If 13 does not divide p, then by FLT, $n^{12} \equiv 1\ (mod\ 13)\implies n^{36} \equiv 1\ (mod\ 13)$. If, however, 37 divides n, then $n \equiv 0\ (mod\ 13)$. Thus in any case, $n^{37} \equiv n\ (mod\ 13)$.

If 7 does not divide p, then by FLT, $n^6 \equiv 1\ (mod\ 13)\implies n^{36} \equiv 1\ (mod\ 7)$. If, however, 7 divides n, then $n \equiv 0\ (mod\ 7)$. Thus in any case, $n^{37} \equiv n\ (mod\ 7)$.

If 3 does not divide p, then by FLT, $n^2 \equiv 1\ (mod\ 3)\implies n^{36} \equiv 1\ (mod\ 3)$. If, however, 3 divides n, then $n \equiv 0\ (mod\ 3)$. Thus in any case, $n^{37} \equiv n\ (mod\ 3)$.

If 2 does not divide p, then by FLT, $n \equiv 1\ (mod\ 2)\implies n^{36} \equiv 1\ (mod\ 2)$. If, however, 2 divides n, then $n \equiv 0\ (mod\ 2)$. Thus in any case, $n^{37} \equiv n\ (mod\ 2)$.

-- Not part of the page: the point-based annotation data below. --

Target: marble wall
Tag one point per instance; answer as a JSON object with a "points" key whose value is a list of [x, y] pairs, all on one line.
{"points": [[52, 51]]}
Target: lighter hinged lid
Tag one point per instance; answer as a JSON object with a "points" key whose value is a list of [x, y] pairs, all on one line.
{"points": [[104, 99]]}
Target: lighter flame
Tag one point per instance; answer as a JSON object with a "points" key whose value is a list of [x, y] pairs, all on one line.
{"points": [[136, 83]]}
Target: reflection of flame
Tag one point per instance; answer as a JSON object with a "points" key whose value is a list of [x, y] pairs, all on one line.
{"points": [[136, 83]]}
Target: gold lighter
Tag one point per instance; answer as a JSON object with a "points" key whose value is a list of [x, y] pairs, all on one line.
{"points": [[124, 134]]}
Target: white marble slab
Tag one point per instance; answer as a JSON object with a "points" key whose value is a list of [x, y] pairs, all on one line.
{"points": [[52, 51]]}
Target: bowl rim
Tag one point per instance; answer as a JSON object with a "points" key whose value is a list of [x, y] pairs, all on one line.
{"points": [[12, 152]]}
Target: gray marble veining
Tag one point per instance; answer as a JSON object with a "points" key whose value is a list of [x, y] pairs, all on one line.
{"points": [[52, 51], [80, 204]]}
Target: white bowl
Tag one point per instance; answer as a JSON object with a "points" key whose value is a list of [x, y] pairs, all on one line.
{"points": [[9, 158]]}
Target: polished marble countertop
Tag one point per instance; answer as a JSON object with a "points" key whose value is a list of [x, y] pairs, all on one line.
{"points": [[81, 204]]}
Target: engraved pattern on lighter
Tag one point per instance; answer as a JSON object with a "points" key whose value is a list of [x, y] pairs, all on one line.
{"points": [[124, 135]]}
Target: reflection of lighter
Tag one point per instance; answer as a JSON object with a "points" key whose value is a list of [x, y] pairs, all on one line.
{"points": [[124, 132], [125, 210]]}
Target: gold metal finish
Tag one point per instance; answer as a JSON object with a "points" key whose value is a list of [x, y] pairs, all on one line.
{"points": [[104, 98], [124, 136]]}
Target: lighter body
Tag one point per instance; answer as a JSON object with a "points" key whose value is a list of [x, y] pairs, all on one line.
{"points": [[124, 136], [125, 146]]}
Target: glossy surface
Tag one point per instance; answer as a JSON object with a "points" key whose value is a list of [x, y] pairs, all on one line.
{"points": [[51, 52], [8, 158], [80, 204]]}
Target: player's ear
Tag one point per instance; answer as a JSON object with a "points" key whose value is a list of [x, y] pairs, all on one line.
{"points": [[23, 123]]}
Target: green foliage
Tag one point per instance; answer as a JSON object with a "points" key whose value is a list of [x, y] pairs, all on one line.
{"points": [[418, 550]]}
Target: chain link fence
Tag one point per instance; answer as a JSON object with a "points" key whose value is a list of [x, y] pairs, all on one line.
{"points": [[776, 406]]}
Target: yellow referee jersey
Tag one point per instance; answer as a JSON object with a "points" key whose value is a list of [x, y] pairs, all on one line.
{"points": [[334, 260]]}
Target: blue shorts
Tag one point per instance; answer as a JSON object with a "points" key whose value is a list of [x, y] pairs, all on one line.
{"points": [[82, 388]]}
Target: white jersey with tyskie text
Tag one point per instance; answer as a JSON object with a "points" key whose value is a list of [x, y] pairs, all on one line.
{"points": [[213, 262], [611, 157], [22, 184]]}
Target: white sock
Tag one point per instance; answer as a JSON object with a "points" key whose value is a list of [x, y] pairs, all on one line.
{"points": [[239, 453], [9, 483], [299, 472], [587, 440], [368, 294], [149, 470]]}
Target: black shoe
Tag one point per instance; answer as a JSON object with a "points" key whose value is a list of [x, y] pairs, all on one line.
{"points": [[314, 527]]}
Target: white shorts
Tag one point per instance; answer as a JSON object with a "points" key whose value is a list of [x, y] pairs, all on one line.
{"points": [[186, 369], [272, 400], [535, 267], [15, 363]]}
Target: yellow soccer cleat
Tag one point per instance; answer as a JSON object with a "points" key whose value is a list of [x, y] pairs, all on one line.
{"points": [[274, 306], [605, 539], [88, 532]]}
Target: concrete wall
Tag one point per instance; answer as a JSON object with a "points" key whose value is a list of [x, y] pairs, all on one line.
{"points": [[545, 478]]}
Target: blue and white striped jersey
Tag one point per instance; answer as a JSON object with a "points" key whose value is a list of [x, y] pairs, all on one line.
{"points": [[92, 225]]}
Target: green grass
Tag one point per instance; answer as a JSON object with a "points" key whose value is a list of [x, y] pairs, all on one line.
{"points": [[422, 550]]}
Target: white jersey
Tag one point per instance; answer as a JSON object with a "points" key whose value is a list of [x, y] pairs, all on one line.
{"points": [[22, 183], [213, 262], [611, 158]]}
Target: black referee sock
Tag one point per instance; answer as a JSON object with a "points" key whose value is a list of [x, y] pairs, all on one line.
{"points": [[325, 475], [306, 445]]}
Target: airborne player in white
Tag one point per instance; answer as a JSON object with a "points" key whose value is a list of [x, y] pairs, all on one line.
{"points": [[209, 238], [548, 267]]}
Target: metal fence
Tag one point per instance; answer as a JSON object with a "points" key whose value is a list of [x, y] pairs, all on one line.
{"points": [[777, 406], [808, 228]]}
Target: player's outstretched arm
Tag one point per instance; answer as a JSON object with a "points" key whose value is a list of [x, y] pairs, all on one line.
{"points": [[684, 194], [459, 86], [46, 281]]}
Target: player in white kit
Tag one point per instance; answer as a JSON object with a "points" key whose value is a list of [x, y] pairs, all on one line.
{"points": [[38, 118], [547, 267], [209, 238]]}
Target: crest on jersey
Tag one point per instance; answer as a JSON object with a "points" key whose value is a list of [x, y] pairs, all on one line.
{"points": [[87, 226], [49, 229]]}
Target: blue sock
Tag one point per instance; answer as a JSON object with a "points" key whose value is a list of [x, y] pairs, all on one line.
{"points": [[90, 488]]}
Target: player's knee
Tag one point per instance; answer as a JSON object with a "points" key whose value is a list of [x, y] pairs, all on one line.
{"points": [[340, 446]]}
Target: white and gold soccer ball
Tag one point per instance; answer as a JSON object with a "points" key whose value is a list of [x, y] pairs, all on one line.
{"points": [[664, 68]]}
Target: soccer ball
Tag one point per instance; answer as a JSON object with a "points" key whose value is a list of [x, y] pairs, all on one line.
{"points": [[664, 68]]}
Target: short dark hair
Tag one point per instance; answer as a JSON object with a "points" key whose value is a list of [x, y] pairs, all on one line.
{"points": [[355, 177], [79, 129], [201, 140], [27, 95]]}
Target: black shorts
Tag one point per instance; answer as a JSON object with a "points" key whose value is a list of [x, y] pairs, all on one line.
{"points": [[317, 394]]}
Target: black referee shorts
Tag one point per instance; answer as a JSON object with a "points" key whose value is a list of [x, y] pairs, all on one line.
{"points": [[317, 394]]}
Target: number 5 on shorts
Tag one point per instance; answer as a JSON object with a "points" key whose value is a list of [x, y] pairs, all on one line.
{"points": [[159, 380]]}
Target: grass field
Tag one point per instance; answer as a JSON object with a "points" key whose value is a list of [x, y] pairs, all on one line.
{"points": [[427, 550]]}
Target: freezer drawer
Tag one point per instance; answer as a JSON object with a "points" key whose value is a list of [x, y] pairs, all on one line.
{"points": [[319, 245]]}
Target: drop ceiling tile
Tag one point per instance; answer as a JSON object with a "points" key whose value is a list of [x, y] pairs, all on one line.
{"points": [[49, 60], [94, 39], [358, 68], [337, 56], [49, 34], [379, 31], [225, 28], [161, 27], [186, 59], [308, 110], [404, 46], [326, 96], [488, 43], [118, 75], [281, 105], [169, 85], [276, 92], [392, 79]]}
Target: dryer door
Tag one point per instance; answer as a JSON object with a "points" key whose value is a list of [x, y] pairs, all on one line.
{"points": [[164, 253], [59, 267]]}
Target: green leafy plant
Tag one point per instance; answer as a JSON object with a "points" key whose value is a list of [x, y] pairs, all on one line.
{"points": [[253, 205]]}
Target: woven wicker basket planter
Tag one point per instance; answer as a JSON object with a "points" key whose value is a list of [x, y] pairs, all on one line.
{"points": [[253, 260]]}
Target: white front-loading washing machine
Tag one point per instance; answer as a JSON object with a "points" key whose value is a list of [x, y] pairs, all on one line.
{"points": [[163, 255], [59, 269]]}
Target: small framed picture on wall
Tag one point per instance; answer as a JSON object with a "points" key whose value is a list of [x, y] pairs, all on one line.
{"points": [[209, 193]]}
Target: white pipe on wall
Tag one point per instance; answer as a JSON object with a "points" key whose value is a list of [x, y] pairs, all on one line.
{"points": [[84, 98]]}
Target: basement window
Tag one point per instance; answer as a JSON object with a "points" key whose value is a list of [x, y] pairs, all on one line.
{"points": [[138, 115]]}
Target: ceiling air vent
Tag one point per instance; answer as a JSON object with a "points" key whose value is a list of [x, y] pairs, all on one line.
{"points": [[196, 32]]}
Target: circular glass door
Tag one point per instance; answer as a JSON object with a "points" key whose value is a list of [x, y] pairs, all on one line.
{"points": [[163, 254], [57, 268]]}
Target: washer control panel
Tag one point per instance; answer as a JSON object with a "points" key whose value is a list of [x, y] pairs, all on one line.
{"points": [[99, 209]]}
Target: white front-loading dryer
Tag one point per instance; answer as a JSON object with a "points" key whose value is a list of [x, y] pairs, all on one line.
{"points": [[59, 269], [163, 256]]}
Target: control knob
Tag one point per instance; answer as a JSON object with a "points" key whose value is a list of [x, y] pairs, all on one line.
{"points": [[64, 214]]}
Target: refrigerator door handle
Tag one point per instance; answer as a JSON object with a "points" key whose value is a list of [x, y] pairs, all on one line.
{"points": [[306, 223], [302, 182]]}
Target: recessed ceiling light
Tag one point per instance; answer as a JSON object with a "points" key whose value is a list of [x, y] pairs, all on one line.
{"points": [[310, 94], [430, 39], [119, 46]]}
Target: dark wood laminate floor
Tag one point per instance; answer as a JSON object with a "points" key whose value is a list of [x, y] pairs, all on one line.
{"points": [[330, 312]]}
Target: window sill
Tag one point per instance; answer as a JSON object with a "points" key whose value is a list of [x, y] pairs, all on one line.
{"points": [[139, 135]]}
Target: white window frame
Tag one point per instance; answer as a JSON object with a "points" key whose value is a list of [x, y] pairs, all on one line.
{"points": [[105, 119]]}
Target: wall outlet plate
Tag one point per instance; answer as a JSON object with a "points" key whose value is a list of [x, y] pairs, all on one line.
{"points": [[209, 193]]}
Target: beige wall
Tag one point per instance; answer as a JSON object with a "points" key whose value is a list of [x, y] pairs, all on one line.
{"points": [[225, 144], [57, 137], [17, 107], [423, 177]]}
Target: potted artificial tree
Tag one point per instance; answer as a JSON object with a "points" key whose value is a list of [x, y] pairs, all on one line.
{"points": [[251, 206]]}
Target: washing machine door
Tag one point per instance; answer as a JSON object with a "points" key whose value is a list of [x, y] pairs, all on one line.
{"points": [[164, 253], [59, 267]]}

Combining these 6 congruences, we get

$n^{37} \equiv n\ (mod\ 383838)$

A little prove for Fermat's theorem:Consider $(Z_p^*,\cdot)$ is a group with p-1 elements so from a corollary of Lagrange's theorem $\hat{x}^{p-1}=\hat{1} \Rightarrow x^p\equiv x(modp)$
Another way to prove is considering we have p pearls of a colours and $a^p$ strings .If we throw away the monocolour strings we have $a^p-a$ strings.Now we connect the ends of each string and results a necklace.knowing that a necklace doesn't differ by a rotation we have $\frac{a^p-a}{p}$ different necklaces hence the conclusion.